What is heart failure with reduced ejection fraction (systolic heart failure)?

Heart failure with reduced ejection fraction (HFrEF) is a type of heart failure. It happens when the heart's lower left chamber (left ventricle) doesn't pump blood out to the body as well as it should.

It's sometimes called systolic heart failure. This is because your left ventricle doesn't squeeze forcefully enough during systole, which is the phase of your heartbeat when your heart pumps blood. So the amount of blood being pumped out is less than the body needs.

To see how much blood inside the left ventricle is pumped out with each contraction, the ejection fraction is measured. The left ventricle squeezes and pumps some (but not all) of the blood in the ventricle out to your body.

A normal ejection fraction is more than 55%. This means that more than 55% of the total blood in the left ventricle is pumped out with each heartbeat.

You may be diagnosed with HFrEF when the ejection fraction is 40% or less. You may be diagnosed with heart failure with a mildly reduced ejection fraction when the ejection fraction is between 41 and 49%. If heart failure treatment has increased the ejection fraction, it is called heart failure with improved ejection fraction.

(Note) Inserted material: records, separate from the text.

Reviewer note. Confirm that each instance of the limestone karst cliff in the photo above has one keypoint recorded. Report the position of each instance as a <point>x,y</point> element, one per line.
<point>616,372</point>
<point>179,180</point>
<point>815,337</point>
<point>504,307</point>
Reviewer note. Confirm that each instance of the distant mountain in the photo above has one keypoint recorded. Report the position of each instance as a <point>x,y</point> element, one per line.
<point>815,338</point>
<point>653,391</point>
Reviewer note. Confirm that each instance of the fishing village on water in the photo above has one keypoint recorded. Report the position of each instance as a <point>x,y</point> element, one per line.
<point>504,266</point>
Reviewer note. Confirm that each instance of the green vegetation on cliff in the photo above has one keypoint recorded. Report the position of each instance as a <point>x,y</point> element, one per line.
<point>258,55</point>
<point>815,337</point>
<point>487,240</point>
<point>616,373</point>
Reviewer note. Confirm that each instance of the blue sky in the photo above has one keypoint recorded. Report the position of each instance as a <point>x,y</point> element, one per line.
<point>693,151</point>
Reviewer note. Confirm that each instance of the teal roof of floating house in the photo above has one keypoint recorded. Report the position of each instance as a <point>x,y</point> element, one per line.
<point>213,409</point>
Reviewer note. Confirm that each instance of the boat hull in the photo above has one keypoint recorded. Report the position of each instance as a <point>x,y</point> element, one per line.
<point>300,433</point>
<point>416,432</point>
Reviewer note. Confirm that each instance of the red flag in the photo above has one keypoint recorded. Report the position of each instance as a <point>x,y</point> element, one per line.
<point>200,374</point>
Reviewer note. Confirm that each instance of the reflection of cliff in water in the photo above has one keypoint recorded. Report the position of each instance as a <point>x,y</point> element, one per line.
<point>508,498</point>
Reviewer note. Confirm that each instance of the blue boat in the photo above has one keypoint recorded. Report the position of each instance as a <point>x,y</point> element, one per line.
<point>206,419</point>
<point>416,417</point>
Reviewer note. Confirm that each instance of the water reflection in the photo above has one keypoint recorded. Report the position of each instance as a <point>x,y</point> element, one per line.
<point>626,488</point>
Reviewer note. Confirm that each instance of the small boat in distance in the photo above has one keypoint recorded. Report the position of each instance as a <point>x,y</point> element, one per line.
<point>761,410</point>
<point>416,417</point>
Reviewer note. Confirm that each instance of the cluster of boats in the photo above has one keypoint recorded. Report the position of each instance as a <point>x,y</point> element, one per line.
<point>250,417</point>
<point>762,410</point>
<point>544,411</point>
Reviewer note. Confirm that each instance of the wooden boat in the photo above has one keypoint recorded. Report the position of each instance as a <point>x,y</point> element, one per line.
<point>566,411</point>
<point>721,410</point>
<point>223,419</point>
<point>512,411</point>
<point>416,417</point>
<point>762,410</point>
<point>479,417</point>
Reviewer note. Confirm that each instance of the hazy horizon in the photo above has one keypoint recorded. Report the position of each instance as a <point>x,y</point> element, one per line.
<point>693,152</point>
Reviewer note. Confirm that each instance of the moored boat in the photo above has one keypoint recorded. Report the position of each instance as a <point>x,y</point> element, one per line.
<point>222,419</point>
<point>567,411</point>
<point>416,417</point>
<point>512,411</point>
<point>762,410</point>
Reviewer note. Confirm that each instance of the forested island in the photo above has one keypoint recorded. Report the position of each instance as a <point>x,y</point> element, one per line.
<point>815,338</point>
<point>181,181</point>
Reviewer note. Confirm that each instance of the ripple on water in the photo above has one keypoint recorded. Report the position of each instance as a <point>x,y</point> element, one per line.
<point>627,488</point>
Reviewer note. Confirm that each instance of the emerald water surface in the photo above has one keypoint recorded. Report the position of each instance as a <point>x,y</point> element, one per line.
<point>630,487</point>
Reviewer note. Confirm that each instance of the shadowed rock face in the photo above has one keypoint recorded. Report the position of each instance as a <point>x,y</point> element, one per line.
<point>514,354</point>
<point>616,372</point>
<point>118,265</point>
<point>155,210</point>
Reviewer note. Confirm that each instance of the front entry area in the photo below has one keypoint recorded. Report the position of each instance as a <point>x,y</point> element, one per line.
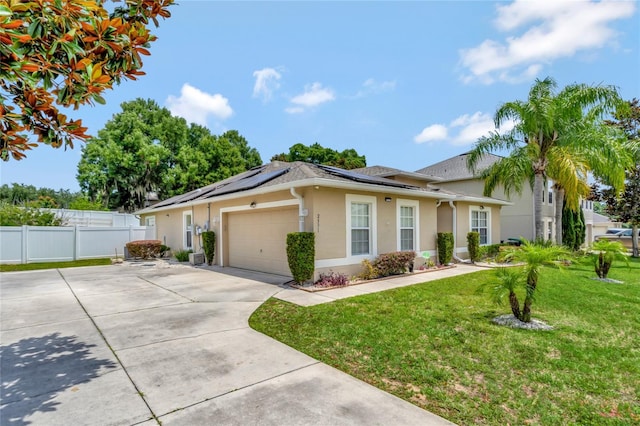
<point>257,240</point>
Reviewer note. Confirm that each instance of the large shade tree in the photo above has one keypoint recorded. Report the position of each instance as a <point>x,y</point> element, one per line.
<point>556,135</point>
<point>145,149</point>
<point>317,154</point>
<point>59,54</point>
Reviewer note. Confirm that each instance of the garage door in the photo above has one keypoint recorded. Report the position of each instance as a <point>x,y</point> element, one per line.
<point>258,239</point>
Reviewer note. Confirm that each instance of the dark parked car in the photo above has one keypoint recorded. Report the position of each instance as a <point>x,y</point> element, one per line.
<point>618,234</point>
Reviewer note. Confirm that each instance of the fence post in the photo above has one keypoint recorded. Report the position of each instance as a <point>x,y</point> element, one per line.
<point>76,242</point>
<point>24,255</point>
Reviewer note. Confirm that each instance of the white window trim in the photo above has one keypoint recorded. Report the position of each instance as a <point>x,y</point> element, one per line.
<point>486,210</point>
<point>416,222</point>
<point>184,229</point>
<point>352,198</point>
<point>146,220</point>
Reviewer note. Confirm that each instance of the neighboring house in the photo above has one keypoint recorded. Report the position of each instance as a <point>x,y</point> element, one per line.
<point>354,216</point>
<point>517,218</point>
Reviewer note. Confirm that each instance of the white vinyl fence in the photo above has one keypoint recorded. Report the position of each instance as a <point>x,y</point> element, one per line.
<point>30,244</point>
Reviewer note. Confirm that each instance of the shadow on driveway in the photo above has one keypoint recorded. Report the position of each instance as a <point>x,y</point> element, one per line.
<point>36,369</point>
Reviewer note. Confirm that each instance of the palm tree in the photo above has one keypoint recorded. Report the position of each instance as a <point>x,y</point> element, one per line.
<point>556,135</point>
<point>535,256</point>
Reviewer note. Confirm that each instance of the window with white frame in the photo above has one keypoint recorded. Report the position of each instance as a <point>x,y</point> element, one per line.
<point>150,221</point>
<point>187,222</point>
<point>407,225</point>
<point>480,219</point>
<point>361,225</point>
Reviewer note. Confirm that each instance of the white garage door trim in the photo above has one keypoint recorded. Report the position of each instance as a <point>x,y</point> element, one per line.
<point>268,205</point>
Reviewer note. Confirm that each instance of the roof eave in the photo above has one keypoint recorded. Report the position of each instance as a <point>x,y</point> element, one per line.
<point>356,186</point>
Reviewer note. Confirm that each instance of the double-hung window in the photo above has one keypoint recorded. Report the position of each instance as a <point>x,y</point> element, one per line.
<point>361,225</point>
<point>407,225</point>
<point>480,224</point>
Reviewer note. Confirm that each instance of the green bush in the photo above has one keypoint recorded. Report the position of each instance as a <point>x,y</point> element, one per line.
<point>489,252</point>
<point>473,245</point>
<point>394,263</point>
<point>182,255</point>
<point>301,255</point>
<point>144,249</point>
<point>369,272</point>
<point>12,215</point>
<point>209,245</point>
<point>445,247</point>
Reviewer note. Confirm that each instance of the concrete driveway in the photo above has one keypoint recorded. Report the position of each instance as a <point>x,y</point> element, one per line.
<point>125,345</point>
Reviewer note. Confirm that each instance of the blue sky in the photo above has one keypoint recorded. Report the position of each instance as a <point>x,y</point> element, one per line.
<point>407,84</point>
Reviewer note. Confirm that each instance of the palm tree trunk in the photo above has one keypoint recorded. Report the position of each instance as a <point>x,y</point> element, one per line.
<point>528,300</point>
<point>515,305</point>
<point>538,185</point>
<point>559,200</point>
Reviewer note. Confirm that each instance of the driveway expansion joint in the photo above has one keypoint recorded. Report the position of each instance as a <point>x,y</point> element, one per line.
<point>166,289</point>
<point>177,339</point>
<point>153,415</point>
<point>240,388</point>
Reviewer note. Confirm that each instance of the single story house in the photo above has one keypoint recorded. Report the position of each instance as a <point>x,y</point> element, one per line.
<point>517,218</point>
<point>354,216</point>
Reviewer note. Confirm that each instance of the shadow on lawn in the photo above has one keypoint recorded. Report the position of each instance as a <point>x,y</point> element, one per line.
<point>36,369</point>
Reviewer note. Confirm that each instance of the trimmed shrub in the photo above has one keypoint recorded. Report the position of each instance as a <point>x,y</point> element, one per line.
<point>473,245</point>
<point>301,254</point>
<point>144,249</point>
<point>394,263</point>
<point>489,252</point>
<point>164,250</point>
<point>369,272</point>
<point>209,245</point>
<point>445,247</point>
<point>332,279</point>
<point>183,255</point>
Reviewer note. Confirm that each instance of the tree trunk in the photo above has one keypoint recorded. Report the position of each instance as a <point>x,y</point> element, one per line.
<point>515,305</point>
<point>538,186</point>
<point>559,203</point>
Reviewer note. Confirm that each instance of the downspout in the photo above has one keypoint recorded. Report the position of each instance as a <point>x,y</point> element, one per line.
<point>455,233</point>
<point>300,209</point>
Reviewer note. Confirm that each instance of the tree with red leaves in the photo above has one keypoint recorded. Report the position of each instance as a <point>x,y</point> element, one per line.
<point>65,53</point>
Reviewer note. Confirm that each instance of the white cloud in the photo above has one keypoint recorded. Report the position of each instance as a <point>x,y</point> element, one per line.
<point>294,110</point>
<point>266,83</point>
<point>371,86</point>
<point>466,129</point>
<point>435,132</point>
<point>551,30</point>
<point>472,127</point>
<point>314,95</point>
<point>196,106</point>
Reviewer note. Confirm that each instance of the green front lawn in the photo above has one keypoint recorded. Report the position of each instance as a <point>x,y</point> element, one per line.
<point>434,345</point>
<point>54,265</point>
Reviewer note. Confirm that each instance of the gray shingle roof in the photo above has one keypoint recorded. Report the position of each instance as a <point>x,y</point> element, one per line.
<point>383,171</point>
<point>455,168</point>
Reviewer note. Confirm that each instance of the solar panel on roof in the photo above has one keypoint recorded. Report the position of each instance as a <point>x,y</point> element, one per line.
<point>359,177</point>
<point>199,193</point>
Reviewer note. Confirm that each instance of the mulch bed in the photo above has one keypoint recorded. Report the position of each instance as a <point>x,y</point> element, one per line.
<point>313,288</point>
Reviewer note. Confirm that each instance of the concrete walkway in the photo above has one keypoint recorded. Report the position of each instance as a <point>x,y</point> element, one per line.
<point>127,345</point>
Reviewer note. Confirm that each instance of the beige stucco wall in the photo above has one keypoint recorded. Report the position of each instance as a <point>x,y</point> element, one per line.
<point>517,219</point>
<point>327,218</point>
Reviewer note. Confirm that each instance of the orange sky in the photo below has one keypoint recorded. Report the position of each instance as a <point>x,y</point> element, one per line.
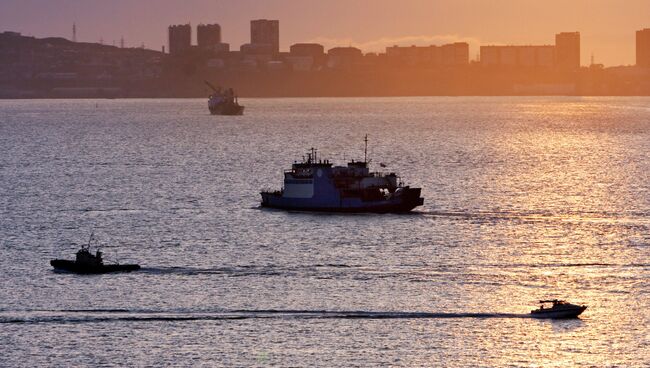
<point>607,26</point>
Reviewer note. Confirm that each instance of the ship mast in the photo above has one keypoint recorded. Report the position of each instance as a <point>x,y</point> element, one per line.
<point>365,150</point>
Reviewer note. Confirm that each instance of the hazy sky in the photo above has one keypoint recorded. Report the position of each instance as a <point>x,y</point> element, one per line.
<point>607,26</point>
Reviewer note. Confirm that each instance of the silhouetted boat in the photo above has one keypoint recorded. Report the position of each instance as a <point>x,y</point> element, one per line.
<point>87,263</point>
<point>315,185</point>
<point>558,309</point>
<point>223,102</point>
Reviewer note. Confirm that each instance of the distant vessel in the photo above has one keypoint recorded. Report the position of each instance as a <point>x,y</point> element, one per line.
<point>558,309</point>
<point>223,102</point>
<point>87,263</point>
<point>315,185</point>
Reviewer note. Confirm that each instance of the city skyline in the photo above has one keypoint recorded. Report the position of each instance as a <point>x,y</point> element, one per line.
<point>410,23</point>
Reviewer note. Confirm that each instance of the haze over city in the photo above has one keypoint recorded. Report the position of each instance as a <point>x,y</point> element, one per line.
<point>607,27</point>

What causes heart failure with reduced ejection fraction (systolic heart failure)?

There are many different problems that can cause heart failure with reduced ejection fraction. They include:

Coronary artery disease or heart attack.

They can limit or block blood flow in your coronary arteries, which bring blood to your heart muscle. This limited or blocked blood flow weakens or damages heart muscle and impairs the muscle's ability to pump.

Cardiomyopathy.

This is a disease of the heart muscle. The heart muscle is weakened, so it can't pump properly.

High blood pressure.

This causes elevated pressure in your arteries. The heart works harder to pump against increased pressure, which weakens the muscle.

Diabetes.

This condition results in high blood sugar. Over time, diabetes can lead to problems with the heart muscle.

Aortic stenosis.

This means that the opening of the aortic valve is narrowed, which impairs blood flow. The heart works harder to pump blood through the narrowed valve, weakening the muscle.

Mitral regurgitation.

This means that the mitral valve doesn't close properly. The increased blood volume stretches and weakens the heart muscle.

Viral myocarditis.

This is a viral infection of your heart muscle. The infection causes inflammation in the heart muscle, which affects the heart's ability to pump.

Arrhythmia.

This is an irregular heart rhythm. The irregular rhythm reduces the pumping effectiveness of the heart.